I have a knack for remembering certain activities, dates, events. This weekend, there are 3 of them, although 2 are not as significant as the 3rd.
1. Friday marked 5 years being employed at Jason's Deli. Orientation was held that night for all employees, with a tour of the kitchen, videos from the founder/owner, and passing out of uniforms. I did not intend to be at this place for 5 years. But you take life for what it is.
2. Saturday marked 6 months at WMBD/WYZZ working with the early morning news. I've pretty much got my body clock adjusted to getting up at 2:30 am every weekday morning, but between that job and Jason's, I'm averaging 9.5-10 hours a day of work. Must be why I'm so sleepy on the weekends. The job there is fun at times, with anchors Marc Welp and Shelbey Roberts. There are times I have to hold my laughter inside, so as to not be heard on the mics; when I run the teleprompter, I'm right behind the backdrop where the chairs, coffee table, and flowers are. Editing is easy, using 2 different softwares at the same time, including Adobe Premiere, which I've been using since January, 2001. Yeah, that long. I'm grateful to be able to keep my editing skills sharp.
3. Finally, today marks a really "Been THAT LONG?" moment. In 1980, I started my first video production job at age 20, while attending my last semester at ICC, and working at Burger King as well. I had also been working for Continental Cablevision popping Hollywood movie tapes into big hulking 3/4" Umatic VCRs to air over a subscription service called Cinevue. But Continental decided to drop Cinevue at the end of August in favor of Cinemax. In the next room, a local photographer named Steve Huey was branching out into video, and was producing and airing shows on the local channel. Since we knew each other from him being a counselor at Edison Junior High, and later in learning photography at the Pekin Boy's Club, he brought me on board.
The 40 years comes from probably my first assignment as monitoring the channel as we aired the Marigold Parade live. He had a van with a flat top where Bruce Doud, then vice-principal at Edison, ran the camera. I believe we had commentators, don't remember who. Cables were run inside Continental Cable's doors back to where I was sitting. Later, since I had taught myself how to edit on those big VCR's while running Cinevue, Steve had me be the main editor and director as we taped and aired Pekin High School Boys Basketball, Wrestling, and Morton High School games. It was all one camera, but I had to use stopwatch to allow time to go back, insert commercials later. Sidenote: the guy who voiced those commercials for those games? Charley Early, aka Chuck Collins.
Keep in mind, I wasn't the only PT employee. There was Mary Ann Lutz and Jeff Oesch as well.

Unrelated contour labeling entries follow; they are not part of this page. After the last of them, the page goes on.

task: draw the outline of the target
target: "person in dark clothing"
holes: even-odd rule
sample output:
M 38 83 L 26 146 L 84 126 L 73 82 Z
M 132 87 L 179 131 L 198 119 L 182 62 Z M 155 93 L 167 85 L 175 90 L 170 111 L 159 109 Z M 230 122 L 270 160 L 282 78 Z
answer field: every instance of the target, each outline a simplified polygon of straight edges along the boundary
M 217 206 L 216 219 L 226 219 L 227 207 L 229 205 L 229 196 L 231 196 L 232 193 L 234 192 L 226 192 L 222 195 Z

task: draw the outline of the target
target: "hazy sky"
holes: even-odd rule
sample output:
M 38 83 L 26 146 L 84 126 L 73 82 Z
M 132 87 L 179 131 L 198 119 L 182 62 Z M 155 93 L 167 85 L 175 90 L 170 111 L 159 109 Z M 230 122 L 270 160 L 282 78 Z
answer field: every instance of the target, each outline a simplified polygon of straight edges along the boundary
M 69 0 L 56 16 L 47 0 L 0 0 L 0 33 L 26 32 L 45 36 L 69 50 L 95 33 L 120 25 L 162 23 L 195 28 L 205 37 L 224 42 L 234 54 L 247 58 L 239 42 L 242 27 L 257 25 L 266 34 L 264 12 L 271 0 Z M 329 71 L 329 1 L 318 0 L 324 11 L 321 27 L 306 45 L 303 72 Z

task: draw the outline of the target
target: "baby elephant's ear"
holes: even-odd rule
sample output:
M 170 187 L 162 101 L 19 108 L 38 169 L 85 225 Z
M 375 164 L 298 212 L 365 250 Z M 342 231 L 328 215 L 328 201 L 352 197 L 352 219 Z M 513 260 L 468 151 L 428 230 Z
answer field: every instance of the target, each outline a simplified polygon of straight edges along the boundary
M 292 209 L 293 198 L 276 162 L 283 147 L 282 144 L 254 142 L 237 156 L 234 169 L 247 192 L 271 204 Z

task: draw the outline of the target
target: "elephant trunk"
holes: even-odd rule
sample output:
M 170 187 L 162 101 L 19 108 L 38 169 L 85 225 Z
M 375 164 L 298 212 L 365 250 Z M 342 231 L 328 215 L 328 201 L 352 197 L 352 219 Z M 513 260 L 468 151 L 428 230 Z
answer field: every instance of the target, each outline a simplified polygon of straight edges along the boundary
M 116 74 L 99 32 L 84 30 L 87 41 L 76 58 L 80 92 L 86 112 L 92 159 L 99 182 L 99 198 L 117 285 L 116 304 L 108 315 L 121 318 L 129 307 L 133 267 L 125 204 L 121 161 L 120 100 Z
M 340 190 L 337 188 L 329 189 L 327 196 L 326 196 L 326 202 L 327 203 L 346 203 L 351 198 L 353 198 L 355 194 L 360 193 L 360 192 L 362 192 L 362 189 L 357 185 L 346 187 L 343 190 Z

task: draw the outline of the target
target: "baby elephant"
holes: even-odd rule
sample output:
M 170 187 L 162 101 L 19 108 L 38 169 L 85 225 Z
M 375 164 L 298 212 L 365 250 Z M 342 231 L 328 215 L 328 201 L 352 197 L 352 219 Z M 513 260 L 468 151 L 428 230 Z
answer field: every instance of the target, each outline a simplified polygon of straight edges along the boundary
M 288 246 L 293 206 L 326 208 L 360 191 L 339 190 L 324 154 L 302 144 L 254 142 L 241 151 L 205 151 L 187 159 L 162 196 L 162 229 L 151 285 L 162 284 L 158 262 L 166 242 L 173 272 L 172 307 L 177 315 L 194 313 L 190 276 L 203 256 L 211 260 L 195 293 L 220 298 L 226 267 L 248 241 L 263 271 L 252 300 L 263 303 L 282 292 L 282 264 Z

I worked for Steve, helped build a video edit room upstairs at his photo studio too. We made a great team. I enjoyed doing those broadcasts, as well as producing my first TV pilot in late 1982-early 1983 featuring a band performing at a nightclub. (It's on Youtube) I had hoped to syndicate it around the Midwest at other Cable companies. That didn't really pan out, as MTV became popular, and there was still a recession. Then I got the PT job as Station manager for the Public Access station in East Peoria. And working for GE Cablevision, all part time.
All this was before I landed my 1st full time job at PCCEO.. You know the rest of the story.